Tissue degeneration is a hallmark for the aging of an organism. With the capabilities of self-renewal and differentiation, stem cells are largely responsible for tissue maintenance and regeneration. Therefore, stem cells must be directly involved in organismal aging. In fact, many types of adult stem cells have been reported to be associated with tissue degeneration in a variety of species including human. Research on stem cell aging has been increasingly emphasized in recent years. Since 2009, there have been two international conferences held in Germany on stem cell aging (http://www.ageing-research.de/index.html). There was a special session on stem cell aging at the ISSCR meeting as well (http://www.isscr.org//AM/Template.cfm?Section=Home). Funding on stem cell aging has also been increased in some countries. For example, the Chinese government recently funded a national key research program on stem cell aging (http://www.most.gov.cn/tztg/201008/t20100806_78777.htm).

As one of the best studied tissue stem cell types, the hematopoietic stem cell (HSC) gives rise to all the blood and immune cells in the body. Its activity appears to be correlated with mouse lifespan in different genetic backgrounds [1, 2] although earlier studies showed that HSCs could sustain more than a life time [3]. While the question of whether the HSC compartment may become senescent in vivo under homeostatic conditions may still be subject to debate, it is clear that the functions of HSCs do change during the lifetime of an organism. For example, increased cycling and biased differentiation towards the myeloid lineage are associated with aging HSCs [4, 5]. Thus, HSC aging should contribute to the pathogenesis of many hematological diseases (such as hematological malignancies and bone marrow failure) and the efficacy of HSC transplantation. As an important note, caution must be taken on the specific phenotype or functional assay being used for HSCs when hematopoietic cells are analyzed under aging conditions.

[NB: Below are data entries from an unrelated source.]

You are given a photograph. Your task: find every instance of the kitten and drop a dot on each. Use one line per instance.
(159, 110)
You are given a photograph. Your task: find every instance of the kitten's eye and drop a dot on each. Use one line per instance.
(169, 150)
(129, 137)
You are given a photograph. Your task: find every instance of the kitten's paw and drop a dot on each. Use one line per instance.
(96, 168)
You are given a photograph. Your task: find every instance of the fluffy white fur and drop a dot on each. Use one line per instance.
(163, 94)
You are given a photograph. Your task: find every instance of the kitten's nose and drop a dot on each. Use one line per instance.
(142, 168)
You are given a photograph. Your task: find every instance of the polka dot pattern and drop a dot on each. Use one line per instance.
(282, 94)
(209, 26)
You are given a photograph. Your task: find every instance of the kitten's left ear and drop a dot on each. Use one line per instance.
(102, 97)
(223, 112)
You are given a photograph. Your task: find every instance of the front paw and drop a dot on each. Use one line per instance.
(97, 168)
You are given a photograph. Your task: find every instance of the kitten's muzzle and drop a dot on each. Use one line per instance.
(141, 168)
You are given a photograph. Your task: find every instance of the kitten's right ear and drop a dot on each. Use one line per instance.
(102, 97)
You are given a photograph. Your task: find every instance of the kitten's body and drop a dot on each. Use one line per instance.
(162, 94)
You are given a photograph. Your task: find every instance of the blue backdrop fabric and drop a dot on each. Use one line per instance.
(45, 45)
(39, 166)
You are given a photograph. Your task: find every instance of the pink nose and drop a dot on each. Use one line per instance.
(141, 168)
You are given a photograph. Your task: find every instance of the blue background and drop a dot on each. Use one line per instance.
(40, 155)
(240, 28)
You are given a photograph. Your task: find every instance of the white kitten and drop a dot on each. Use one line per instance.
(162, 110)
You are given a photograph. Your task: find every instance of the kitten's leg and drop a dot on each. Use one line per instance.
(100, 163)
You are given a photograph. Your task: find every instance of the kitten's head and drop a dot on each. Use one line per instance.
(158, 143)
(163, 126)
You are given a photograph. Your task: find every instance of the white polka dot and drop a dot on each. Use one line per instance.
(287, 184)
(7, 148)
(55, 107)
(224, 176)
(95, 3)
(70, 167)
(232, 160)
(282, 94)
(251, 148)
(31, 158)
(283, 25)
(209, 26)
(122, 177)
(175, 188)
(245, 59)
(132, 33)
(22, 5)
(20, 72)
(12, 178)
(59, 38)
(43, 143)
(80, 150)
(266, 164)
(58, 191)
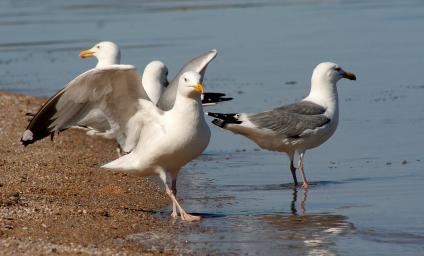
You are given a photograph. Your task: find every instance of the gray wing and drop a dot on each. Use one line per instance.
(114, 90)
(286, 124)
(303, 107)
(198, 65)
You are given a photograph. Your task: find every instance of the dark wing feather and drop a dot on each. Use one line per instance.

In the current issue of International Journal of Hematology on “Progress in Hematology”, we have invited several expert investigators to discuss some critical aspects surrounding HSC aging.

Chen J. provided an overview on HSC biology and a historic perspective on HSC aging studies. Especially, he summarized the work on HSC aging with different mouse strains, thus showing genetic factors as a critical basis for HSC aging. In addition, he also discussed the potential link of HSC aging with bone marrow failure diseases. Epigenetic factors are also important but have been less studied for HSC aging. Klauke K. and de Haan G. highlighted the current state of epigenetic regulation in HSCs and specifically, they discussed the important roles of Polycomb group (PcG) proteins as key epigenetic regulators of HSC cellular fate decisions and their link to human hematopoietic malignancies. Oxidative stress has long been thought to be associated with aging in general. There is no exception for HSC aging. Shao L. et al. reviewed the recent studies on the critical roles of reactive oxygen species (ROS) and its signaling events in HSCs in the contexts of HSC aging as well as radiation damage. As intrinsic cellular factors, telomere and cell cycle checkpoints are the ultimate cellular effectors in dealing with HSC aging. Ju Z. et al. discussed the current view on cell cycle control in HSCs and then focused on the role of telomere shortening and its regulatory mechanisms during HSC aging. Especially, the DNA damage response and its check point control were detailed in their review.

These reviews represent several important topics in the field of HSC aging, though some other important issues cannot be covered due to space limitation of this journal. While significant progress has been made during the last several years on the appreciation of the biological basis of HSC aging, it is far from the deeper understanding of the mechanisms and especially the link to the clinical problems. For example, how does the microenvironment cooperate with HSCs during aging? To what extent can HSC aging potentially be reversible? How does HSC aging contribute to disease process or vice versa? How does DNA damage response wire to multiple regulatory pathways in HSCs? These are critical issues in the field to be studied. Further studies in these areas will not only yield new medical intervention for hematological diseases (such as leukemia), but also benefit the studies on the aging of other stem cells and their applications.